• 8 months ago
Incorrectly fitted cleats can cause knee pain or even injury. We speak to a bike fitting expert on how to get yours sorted.
Transcript
00:00 Hi, I'm Hannah Reynolds, fitness editor at Cycling Weekly. Today I'm at Bespoke Cycling's
00:11 flagship store in Canary Wharf with expert bike fitter Ben Hallam, who's going to show
00:15 us how to fit our cleats to our road shoes. Today we've got SPDSL cleats with 105 pedals,
00:22 but the principles are the same whatever cleat and pedal system you're using. We've loosely
00:26 fitted them, so now over to Ben. Where do we start?
00:29 What we need to do first is a standing and moving assessment to understand how the body
00:33 moves off the bike so we know how to set up the cleats on the bike. Now you can do this
00:37 in front of the mirror yourself and be able to see your body's natural movement patterns
00:41 and where you may need to move your cleats. So first thing I'd like you to do is have
00:45 a little march on the spot for me and then stand whatever feels nice and comfortable
00:48 for you. That's good. So we're looking for are the feet rotating out, rotating in? Are
00:54 we naturally standing very wide, in which case the feet when you're riding may need
00:59 to be moved to the outside. Here we can see on the left hand side we have a slight rotation
01:04 out. Next thing we want to do is look at a little bit more dynamically what happens as
01:10 you move. Stand about shoulder width apart and I want you to rotate feet straight ahead
01:16 for me.

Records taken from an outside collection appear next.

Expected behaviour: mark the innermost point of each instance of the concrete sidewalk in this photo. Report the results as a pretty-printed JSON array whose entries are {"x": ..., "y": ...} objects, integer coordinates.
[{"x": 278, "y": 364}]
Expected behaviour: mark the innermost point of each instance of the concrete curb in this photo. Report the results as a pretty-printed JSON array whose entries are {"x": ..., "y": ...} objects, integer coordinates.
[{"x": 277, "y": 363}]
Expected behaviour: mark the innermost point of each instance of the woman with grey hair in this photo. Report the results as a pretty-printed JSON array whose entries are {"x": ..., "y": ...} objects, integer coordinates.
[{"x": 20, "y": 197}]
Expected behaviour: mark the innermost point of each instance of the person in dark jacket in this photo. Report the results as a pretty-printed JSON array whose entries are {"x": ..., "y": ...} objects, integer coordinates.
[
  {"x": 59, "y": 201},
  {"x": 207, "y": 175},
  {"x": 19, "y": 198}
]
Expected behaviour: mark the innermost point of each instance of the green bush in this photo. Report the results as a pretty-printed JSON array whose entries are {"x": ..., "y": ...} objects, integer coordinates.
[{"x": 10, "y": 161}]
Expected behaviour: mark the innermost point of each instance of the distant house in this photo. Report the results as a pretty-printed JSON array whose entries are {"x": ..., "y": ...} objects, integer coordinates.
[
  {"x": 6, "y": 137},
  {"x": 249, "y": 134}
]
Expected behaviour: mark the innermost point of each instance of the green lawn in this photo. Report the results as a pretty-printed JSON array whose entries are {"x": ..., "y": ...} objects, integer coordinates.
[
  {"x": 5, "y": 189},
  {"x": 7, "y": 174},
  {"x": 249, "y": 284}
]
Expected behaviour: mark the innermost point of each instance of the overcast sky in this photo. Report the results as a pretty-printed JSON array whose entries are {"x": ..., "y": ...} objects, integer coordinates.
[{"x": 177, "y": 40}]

Now this may feel a little unnatural, but we want to see where your body moves out
01:23 of that straight alignment because it gives us an indication of what we may need later
01:26 on when we're fitting the cleats. Raise your arms up in front and sit back and down into
01:31 a squat as low as you feel comfortable going. What we're looking for here are do the feet
01:36 rotate out as we move? Do the knees bend out? Do the knees drop in? If the knees drop in
01:42 we may need to allow some rotation in the cleat to not restrict this movement. So next
01:49 Hannah what we need to do is a seated assessment to look at rotations around the knee. Take
01:55 a seat on the end of a bed or a couch with your feet dangling in the air like this. What
01:59 you're looking for if you look down from the top, does your foot sit straight? Does it
02:04 rotate in? Or does it rotate out? This is going to indicate where we need to potentially
02:10 set your cleats so that you're not forcing your foot to be in a position it does not
02:15 want to be in. So Hannah, next we're going to deal with the cleat position fore and aft.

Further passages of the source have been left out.